I have returned to work after a week in tropical Pakistan, and notice that we have seen some interesting developments within the GCC credit markets. Dubai is on a roadshow to launch a $6.50 billion medium term notes program - $2.5 billion in sukuks and the balance through conventional bonds (though I hear that the conventional bonds will be issued at a later date). That's right – we ain't in Kansas anymore, Dorothy. This is surely a sign of the times, because this would not have been possible in Q.1 2009 – It seems that the global perception of Dubai is turning positive again and there seems to be increased comfort around the support being provided to individual Emirates, in times of need, by the UAE as a whole. Nakheel has been viewed as the gauge to test Dubai's credit worthiness – with all the uncertainty around Nakheel meeting its obligations, it is important to note that it has never been Nakheel that has issued any official statements that question their ability or willingness to honor their debt obligations – in fact, they have maintained the position that all debt will be serviced. Coupon payments have been made, and Nakheel has been repaying loans outstanding, including AED 4.5 billion in bank loans last week. The Nakheel 2009 sukuk has reacted favorably to all of these developments by trading up at the 107.75 level (it was trading at the 105 level in mid October).

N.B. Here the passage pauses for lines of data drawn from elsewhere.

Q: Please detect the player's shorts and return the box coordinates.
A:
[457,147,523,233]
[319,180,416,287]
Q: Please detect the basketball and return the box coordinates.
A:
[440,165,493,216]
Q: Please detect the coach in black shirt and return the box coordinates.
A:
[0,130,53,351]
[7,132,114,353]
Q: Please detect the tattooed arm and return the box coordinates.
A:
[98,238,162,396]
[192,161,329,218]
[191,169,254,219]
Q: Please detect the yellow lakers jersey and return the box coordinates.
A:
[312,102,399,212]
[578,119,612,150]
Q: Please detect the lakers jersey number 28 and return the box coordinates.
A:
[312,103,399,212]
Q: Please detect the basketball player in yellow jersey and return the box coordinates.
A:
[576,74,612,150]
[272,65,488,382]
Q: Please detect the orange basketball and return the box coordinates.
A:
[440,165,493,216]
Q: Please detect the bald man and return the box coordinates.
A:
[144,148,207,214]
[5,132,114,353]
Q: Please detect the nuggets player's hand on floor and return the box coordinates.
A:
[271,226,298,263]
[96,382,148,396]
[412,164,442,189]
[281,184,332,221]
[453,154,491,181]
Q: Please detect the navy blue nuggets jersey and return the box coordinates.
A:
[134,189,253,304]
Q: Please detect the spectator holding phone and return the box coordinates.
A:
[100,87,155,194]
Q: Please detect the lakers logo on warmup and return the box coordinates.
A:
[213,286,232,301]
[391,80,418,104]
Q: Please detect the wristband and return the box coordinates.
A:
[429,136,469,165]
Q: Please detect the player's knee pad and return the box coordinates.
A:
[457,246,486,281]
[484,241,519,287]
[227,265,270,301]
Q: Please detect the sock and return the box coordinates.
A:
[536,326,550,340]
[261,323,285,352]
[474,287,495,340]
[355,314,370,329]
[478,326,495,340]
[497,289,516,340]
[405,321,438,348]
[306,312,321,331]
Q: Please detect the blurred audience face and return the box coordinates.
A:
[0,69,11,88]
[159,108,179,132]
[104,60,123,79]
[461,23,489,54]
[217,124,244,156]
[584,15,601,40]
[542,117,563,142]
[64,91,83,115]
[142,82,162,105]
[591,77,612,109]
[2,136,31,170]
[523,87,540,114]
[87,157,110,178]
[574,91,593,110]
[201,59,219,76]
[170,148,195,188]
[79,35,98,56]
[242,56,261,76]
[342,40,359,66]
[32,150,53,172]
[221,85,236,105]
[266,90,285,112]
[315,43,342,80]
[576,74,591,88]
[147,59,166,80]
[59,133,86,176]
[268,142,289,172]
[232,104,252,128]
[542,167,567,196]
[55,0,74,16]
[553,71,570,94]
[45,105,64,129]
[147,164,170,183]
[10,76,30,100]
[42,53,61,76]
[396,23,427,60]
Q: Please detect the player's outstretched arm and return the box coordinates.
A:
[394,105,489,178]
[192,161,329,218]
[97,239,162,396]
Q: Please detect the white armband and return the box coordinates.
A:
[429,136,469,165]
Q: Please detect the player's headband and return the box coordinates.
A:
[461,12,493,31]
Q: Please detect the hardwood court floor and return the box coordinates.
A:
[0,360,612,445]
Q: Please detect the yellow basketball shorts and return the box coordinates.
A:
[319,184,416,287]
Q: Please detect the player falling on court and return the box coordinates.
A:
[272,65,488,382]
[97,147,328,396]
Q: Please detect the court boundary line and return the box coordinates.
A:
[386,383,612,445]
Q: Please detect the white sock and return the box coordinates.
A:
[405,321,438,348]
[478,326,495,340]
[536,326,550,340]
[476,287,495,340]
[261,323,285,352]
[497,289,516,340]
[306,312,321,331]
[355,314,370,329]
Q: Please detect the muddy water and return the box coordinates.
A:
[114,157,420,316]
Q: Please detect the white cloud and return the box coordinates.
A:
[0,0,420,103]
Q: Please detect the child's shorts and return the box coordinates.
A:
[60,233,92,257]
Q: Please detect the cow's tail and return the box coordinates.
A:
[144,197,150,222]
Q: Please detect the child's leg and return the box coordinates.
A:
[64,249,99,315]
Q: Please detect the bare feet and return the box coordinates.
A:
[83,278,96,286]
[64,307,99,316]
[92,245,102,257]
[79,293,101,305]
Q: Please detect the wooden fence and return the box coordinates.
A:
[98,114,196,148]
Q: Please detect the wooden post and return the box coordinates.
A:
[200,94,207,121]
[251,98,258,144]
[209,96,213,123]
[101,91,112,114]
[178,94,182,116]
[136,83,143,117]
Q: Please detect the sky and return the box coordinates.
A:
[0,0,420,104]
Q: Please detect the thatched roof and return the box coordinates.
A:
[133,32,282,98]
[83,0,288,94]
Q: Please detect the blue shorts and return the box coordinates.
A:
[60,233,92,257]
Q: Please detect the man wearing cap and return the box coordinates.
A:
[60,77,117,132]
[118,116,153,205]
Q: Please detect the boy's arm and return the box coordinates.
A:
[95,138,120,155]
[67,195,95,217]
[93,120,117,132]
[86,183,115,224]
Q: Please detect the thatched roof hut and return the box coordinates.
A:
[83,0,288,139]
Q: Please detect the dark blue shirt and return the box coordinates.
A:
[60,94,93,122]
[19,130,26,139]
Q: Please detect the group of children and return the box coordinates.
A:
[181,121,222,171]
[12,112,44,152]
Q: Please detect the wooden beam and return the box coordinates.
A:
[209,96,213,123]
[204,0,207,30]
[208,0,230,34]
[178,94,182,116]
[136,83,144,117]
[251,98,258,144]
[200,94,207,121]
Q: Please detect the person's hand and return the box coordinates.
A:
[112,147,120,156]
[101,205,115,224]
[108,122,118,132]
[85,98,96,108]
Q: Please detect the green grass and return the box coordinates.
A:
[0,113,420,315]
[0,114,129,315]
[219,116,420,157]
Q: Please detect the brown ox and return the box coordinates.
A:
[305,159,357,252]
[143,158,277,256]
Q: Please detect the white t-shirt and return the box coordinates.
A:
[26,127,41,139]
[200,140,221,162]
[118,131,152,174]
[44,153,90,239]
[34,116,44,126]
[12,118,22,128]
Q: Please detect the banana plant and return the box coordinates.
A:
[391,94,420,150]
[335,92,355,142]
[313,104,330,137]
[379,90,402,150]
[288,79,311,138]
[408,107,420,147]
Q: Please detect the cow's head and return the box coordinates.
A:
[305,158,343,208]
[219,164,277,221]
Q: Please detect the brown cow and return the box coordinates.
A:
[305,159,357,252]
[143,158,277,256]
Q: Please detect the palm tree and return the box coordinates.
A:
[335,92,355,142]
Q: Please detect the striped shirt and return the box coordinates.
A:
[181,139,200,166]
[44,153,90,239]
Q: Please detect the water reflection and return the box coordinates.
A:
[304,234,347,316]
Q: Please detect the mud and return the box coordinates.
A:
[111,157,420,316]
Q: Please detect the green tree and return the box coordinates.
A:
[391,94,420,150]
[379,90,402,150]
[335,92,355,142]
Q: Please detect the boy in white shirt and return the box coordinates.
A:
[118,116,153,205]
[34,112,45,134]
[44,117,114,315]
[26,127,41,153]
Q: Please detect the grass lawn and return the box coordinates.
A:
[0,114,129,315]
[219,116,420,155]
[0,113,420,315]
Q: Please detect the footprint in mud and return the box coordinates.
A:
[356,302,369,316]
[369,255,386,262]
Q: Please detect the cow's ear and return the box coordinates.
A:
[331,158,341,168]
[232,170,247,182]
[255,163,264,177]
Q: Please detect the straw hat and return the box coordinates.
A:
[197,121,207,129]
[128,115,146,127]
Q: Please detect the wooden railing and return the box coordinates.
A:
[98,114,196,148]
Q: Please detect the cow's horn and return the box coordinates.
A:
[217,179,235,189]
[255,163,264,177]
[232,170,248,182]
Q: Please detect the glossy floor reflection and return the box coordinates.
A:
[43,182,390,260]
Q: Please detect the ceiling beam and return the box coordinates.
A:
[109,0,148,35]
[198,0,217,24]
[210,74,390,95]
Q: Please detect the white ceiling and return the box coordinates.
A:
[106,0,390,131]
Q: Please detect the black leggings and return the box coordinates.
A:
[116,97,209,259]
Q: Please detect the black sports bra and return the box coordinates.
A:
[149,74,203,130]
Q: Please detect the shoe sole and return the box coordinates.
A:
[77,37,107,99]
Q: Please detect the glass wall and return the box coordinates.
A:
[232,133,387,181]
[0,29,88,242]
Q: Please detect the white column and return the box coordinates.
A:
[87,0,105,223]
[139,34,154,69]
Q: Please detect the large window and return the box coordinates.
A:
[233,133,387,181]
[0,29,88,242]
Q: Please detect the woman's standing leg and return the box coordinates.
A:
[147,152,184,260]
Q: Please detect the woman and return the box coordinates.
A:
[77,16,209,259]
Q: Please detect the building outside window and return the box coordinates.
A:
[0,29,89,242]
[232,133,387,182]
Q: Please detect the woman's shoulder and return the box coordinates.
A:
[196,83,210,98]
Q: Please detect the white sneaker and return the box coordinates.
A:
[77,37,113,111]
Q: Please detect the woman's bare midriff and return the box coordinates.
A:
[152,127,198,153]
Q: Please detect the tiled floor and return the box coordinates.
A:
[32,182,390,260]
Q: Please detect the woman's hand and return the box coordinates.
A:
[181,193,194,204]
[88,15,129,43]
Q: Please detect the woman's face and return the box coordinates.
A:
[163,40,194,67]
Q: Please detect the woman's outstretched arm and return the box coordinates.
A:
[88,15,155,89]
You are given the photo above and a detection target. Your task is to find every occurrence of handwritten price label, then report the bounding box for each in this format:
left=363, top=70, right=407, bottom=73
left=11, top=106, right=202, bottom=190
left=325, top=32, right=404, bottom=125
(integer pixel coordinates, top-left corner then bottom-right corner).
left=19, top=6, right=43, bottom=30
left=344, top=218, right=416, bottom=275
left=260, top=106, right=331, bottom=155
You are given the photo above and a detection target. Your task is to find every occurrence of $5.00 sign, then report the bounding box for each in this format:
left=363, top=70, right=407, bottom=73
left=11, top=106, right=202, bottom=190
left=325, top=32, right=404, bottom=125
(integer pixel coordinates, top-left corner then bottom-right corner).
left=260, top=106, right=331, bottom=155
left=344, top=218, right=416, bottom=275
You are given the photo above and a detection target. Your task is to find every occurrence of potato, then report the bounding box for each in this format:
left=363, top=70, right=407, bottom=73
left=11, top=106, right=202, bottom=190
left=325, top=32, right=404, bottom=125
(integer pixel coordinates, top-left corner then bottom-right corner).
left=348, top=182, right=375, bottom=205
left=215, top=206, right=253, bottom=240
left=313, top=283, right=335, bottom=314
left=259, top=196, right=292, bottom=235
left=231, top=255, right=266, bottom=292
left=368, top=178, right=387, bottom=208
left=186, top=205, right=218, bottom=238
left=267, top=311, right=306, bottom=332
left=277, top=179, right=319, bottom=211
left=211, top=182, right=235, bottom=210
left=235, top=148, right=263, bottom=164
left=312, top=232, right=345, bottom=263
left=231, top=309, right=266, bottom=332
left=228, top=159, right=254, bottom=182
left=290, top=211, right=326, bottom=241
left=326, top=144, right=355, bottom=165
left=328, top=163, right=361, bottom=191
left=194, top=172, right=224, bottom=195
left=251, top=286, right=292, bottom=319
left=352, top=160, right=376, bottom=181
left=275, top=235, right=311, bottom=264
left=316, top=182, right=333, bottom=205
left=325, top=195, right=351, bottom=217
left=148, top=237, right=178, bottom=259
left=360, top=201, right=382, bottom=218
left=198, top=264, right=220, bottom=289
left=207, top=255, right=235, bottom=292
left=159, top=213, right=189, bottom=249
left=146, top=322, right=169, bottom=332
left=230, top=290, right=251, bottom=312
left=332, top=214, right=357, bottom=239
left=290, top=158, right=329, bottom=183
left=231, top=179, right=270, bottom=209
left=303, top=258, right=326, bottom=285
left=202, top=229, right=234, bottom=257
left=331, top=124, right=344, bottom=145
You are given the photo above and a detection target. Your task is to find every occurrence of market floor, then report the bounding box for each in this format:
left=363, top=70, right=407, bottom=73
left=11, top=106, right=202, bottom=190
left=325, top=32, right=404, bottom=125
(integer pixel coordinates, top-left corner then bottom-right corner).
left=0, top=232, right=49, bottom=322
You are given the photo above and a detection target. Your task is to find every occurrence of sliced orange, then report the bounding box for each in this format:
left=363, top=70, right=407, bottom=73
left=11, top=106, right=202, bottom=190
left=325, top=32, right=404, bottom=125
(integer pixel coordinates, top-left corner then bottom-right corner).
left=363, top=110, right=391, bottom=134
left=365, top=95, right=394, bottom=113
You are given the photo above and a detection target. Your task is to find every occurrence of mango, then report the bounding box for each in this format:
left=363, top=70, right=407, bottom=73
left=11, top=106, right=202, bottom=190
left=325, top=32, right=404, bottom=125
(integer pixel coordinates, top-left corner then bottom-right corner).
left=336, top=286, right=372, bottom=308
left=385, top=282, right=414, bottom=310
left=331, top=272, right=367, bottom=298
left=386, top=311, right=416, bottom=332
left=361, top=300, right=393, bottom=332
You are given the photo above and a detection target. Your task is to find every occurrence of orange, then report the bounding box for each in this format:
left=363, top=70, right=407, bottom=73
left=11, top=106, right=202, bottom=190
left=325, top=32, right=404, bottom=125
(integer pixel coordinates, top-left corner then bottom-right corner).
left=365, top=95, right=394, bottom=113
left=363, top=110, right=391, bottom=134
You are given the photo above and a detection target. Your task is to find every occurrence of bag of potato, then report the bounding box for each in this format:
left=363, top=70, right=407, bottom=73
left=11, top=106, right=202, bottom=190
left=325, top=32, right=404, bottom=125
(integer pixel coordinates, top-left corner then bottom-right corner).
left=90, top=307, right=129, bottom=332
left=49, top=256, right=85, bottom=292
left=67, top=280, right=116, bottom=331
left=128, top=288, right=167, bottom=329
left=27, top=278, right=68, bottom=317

The roadshow wraps up tomorrow after a presentation in London today and a trip to Frankfurt tomorrow. I don't believe any of the monies raised through this program will go to the second $10 billion tranche for the Dubai Support Fund (which I believe will be funded by the UAE Central Bank). Here is the latest on what I am hearing on the issue:
- 5 Yr sukuk only – no conventional bond
- 2 tranches, USD and AED
- The price whisper is MS + high 300 for the USD tranche (5 year mid swaps are currently 2.8225)
- The USD issue is going to be a fixed rate
- The AED issue is going to be a floater - Pricing likely at 3month EIBOR + high 300
- The book runners have already started taking soft orders
- The books will open tomorrow and will close most probably by Wednesday
TDIC Sukuk is trading well in the secondary markets – I saw yesterday that it was trading around the 4.5% levels, and my thoughts were immediately that it should be trading more in line with the Mubadala 5 years, which trade at the 4% level. I see today that the yields have compressed on the TDIC sukuk and its currently trading at the 4.36% level, and although I like this name from a fundamental perspective, I believe that it may be time to exit a position acquired on the issue, from a trading point of view, and make room for the new paper that is due out soon – Dubai, GE and Qatari Diar.